2 Fonction rituelle et mécanique du buti

Dans la culture téké, une figure en bois sculptée est considérée comme une coquille vide jusqu'à ce qu'elle soit habilitée par un nganga (spécialiste des rituels). Le torse cylindrique non sculpté était destiné à être rempli d'un mélange sacré d'argile et de plantes, appelé bilongo, faisant de la sculpture un buti (objet de pouvoir). Bien que la charge ait été érodée ou retirée au fil du temps, la cavité modifiée subsiste comme témoignage de sa fonction de guérison, de contrôle social ou de protection. La cavité visible présente ici un intérêt documentaire - elle suggère que la figure a été mise au service du rituel et activée, plutôt que sculptée comme une pièce décorative ou destinée à la vente.

3. Patine physique et indices d'ancienneté

L'aspect le plus important de l'histoire de cette figurine est sa publication dans l'ouvrage "BATEKE" (page 366).

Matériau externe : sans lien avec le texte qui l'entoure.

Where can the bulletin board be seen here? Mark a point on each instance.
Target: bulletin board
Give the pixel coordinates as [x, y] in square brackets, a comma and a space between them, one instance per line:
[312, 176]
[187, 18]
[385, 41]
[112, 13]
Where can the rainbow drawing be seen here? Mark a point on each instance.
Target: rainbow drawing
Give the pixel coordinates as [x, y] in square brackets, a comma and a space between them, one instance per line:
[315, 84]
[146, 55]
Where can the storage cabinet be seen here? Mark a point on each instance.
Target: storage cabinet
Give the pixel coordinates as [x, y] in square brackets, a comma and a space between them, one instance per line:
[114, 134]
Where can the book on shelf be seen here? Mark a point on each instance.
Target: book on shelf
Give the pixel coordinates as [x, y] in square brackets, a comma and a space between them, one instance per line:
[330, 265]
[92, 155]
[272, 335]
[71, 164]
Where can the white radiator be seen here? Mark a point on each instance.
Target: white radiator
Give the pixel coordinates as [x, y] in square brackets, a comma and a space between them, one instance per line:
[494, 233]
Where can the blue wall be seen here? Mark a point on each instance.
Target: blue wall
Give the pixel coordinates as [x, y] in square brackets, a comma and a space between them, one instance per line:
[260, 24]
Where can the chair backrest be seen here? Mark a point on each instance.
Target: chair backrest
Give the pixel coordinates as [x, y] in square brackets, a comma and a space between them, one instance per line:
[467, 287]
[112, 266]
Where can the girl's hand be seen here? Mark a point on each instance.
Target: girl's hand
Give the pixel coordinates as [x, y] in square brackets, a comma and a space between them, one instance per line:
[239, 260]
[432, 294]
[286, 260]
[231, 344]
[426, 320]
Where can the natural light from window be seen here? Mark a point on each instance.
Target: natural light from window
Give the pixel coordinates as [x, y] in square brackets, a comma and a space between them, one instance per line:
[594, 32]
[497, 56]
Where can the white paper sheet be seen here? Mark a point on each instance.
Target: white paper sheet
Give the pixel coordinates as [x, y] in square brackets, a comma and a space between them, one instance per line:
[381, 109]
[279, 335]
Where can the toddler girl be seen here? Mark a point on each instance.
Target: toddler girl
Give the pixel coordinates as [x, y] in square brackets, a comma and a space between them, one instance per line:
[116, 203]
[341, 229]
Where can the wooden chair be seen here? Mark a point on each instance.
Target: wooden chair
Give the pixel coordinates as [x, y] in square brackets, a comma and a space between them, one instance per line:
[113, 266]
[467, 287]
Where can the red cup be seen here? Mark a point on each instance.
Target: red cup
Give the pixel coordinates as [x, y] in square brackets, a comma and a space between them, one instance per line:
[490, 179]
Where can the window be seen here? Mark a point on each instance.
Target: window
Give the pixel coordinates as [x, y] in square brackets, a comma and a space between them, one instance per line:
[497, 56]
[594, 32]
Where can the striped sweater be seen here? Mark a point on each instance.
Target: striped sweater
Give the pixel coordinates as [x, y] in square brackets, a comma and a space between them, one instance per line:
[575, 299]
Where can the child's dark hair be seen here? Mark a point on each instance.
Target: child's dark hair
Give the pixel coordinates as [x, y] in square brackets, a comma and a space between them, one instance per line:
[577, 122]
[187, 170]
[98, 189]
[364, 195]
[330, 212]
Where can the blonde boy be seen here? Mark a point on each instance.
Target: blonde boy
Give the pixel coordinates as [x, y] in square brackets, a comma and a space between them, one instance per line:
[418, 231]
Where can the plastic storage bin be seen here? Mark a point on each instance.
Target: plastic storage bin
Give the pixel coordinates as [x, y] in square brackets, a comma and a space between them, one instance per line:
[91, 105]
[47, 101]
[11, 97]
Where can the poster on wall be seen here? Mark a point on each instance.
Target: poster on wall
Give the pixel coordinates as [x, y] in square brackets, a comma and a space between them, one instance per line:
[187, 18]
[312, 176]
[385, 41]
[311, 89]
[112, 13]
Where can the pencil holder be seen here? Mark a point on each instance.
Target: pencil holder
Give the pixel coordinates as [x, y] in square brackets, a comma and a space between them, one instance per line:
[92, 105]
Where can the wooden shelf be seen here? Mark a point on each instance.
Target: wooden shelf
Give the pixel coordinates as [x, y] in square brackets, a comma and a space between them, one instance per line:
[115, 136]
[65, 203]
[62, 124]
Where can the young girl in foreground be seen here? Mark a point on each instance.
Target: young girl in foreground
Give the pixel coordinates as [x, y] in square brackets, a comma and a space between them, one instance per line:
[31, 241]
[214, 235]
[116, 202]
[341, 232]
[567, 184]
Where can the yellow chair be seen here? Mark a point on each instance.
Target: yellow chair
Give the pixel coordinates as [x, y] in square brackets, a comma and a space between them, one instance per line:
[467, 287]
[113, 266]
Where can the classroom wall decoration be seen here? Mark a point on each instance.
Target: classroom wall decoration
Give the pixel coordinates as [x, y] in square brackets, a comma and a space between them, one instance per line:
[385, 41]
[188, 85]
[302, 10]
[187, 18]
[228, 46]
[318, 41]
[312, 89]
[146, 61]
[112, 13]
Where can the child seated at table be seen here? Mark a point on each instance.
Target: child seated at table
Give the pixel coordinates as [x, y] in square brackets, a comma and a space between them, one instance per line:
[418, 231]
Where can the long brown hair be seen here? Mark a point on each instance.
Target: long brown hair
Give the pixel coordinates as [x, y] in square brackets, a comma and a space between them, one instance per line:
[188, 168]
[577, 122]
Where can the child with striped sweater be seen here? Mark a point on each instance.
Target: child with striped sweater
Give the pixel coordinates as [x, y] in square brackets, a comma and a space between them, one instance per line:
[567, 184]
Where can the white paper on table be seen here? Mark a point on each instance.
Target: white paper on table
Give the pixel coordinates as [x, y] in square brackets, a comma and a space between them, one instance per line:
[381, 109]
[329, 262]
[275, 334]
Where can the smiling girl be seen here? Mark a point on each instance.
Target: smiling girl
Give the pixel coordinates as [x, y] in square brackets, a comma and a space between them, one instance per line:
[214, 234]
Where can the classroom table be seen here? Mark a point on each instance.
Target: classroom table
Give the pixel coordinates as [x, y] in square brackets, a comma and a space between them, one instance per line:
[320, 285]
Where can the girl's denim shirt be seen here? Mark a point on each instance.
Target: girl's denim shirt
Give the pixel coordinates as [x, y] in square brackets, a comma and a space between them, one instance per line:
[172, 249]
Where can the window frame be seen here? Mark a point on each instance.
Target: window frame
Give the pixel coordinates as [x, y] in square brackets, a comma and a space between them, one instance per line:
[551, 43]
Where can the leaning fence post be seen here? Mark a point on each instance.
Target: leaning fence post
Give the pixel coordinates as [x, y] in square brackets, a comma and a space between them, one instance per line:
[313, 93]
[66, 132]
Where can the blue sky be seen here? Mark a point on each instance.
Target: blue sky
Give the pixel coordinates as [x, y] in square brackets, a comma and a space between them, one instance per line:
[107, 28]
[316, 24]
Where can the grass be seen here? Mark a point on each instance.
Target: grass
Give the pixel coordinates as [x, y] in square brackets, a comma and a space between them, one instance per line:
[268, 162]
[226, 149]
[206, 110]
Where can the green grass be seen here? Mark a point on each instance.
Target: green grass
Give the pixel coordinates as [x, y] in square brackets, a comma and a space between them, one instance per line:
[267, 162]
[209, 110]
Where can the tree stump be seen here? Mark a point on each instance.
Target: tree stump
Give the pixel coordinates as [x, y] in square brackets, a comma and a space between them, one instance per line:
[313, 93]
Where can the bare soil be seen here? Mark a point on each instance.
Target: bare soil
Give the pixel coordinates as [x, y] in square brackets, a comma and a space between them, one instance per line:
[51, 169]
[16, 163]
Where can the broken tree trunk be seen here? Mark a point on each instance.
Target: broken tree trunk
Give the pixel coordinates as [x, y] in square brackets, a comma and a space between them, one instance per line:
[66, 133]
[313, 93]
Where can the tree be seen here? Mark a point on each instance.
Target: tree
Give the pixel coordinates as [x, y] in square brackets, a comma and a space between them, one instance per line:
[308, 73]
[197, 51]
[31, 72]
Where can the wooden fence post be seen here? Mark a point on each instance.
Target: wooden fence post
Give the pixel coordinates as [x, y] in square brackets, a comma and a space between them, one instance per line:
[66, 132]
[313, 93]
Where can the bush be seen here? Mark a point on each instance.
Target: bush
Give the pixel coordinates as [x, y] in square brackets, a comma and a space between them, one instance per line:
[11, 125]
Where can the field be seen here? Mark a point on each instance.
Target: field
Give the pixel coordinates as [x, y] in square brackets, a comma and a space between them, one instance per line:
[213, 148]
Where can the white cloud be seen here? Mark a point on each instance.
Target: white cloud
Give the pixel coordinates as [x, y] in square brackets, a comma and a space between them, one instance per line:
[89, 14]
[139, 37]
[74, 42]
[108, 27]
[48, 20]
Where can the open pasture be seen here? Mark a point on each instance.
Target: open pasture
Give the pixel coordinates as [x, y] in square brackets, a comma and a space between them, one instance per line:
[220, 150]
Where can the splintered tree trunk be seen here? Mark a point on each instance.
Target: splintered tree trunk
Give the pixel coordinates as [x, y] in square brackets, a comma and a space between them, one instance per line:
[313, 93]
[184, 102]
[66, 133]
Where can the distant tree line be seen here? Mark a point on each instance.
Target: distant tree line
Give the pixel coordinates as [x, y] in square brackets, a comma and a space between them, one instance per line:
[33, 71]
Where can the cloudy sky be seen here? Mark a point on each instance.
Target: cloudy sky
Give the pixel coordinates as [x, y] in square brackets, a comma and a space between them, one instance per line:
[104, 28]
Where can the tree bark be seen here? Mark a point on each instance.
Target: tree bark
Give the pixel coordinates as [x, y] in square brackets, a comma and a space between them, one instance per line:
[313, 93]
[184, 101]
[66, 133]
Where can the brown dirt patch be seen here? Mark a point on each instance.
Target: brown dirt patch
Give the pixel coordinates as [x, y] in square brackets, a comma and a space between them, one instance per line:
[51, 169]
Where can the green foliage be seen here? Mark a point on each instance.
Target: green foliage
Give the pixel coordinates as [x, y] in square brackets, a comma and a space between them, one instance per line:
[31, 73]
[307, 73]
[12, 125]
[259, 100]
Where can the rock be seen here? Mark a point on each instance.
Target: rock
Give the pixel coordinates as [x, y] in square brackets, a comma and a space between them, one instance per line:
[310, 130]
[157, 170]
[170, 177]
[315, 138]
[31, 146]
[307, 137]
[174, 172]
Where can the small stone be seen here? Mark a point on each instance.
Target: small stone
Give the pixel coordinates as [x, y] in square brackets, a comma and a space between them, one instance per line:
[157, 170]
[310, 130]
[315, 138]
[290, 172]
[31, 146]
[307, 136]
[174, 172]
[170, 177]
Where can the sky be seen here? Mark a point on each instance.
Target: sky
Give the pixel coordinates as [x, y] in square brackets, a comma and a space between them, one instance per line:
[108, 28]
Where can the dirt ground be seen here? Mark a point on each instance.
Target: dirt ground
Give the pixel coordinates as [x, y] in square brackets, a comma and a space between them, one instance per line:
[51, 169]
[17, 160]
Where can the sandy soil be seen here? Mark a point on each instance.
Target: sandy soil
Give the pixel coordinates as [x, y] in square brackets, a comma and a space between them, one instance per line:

Cette histoire de publication situe la pièce dans la littérature et fournit un ancrage documentaire appuyant son ancienneté et son attribution. Associée à la patine profonde, sombre et fortement oxydée compatible avec une datation du 19e siècle, la figurine constitue un exemple documenté de la sculpture de pouvoir d'Afrique centrale. La profondeur de la patine et son intégration dans le substrat de bois suggèrent une utilisation rituelle sur plusieurs générations plutôt qu'un traitement de surface récent.

Résumé

Une figure de pouvoir Téké documentée, qui illustre de manière caractéristique les gravures faciales et les mécanismes rituels de la région. Son historique de publication et sa patine profonde, compatible avec une datation du 19e siècle, en font un objet d'intérêt pour une collection d'art africain.